NNSA Administrator Jill Hruby joined women from around the world at a virtual side event during the IAEA General Conference in Vienna, Austria, last month focused on the challenges facing women in the fields of nuclear and radiological security and the contributions they have made.
The event was part of an NNSA Nuclear Security Women’s Initiative, which works internationally to highlight, empower, and amplify women’s voices in all aspects of nuclear and radiological security. The initiative’s goal is to address the root challenges that limit the representation, visibility, and career development of female professionals by providing education, training, research, networking, and professional development.
Panelists from five continents provided their insight and experiences working in nuclear security for over 200 virtual participants. The U.S. Under Secretary of State for Arms Control and International Security, Ambassador Bonnie Jenkins, also shared her perspective as part of the esteemed slate of speakers.
By achieving gender parity, we open the door to bringing innovative ideas and fresh perspectives to the table.
During her remarks to the group, Under Secretary Jenkins acknowledged that “it can be very hard to retain confidence and focus when you are the only person of your gender or ethnicity in the room,” and encouraged participants to “draw strength from the fact that everyone endures occasional self-doubt. We only succeed to the extent we learn to adapt and overcome those feelings.”

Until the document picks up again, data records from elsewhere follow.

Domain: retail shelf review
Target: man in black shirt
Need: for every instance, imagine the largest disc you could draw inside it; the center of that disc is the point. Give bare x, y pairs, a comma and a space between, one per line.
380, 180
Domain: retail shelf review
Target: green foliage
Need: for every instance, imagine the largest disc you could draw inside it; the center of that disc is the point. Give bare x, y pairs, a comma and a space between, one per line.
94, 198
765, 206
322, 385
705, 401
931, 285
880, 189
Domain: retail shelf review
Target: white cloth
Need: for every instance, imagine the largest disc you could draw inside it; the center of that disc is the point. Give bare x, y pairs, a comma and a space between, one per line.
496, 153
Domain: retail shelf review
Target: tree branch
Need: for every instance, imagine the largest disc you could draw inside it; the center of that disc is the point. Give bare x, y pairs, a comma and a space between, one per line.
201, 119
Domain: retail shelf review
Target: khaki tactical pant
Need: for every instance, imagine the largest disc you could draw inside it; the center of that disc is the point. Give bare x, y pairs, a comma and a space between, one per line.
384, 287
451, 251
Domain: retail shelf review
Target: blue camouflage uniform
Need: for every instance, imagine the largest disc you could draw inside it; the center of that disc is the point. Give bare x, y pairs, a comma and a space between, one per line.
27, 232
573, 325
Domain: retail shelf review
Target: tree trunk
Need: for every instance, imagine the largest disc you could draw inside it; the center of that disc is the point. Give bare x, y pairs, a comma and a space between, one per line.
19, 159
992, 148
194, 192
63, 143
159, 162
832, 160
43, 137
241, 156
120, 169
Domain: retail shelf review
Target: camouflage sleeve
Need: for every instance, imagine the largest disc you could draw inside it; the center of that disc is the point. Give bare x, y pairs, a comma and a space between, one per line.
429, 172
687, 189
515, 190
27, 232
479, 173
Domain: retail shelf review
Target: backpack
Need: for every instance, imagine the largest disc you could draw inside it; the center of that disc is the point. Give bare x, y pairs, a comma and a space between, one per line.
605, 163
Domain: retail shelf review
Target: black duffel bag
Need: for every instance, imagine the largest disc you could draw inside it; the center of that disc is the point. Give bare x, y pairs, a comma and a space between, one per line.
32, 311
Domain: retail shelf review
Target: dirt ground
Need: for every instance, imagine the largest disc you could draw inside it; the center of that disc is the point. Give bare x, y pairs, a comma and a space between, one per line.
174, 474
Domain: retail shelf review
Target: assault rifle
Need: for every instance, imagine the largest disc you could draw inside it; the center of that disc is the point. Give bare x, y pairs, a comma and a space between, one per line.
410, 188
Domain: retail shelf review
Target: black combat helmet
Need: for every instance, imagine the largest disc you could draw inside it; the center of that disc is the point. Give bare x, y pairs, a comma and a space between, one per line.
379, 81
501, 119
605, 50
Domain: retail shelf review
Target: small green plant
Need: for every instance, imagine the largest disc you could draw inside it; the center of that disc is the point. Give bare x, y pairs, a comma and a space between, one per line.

Administrator Hruby emphasized the need to support and increase opportunities for women in nuclear and radiological security, recruit the next generation of women leaders and experts, and discussed the impact that mentors and role models can have on women’s growth in the field.
“When it comes to addressing the ever-evolving challenges and risks we face in our work every day, we need to have the best talent and diverse perspectives on our team,” Administrator Hruby said. “By achieving gender parity, we open the door to bringing innovative ideas and fresh perspectives to the table.”
The event highlighted successful women in the field and provided a forum to discuss common challenges women face entering, staying, and excelling in a historically male-dominated profession, where the number of women in some disciplines is as low as 20 percent of the workforce.
The event also provided a space to learn about institutional or leadership support and actions that were effective for the panelists and the tremendous opportunities their institutions will gain by actively addressing gender diversity and equity.
NNSA plans to leverage the NSW Initiative, relationships, resources, and experiences of the participants and their organizations, as well as those attending the General Conference, to increase the participation of women, minorities, and other underrepresented groups. Doing so will not only help strengthen the global material security profession but also society at large.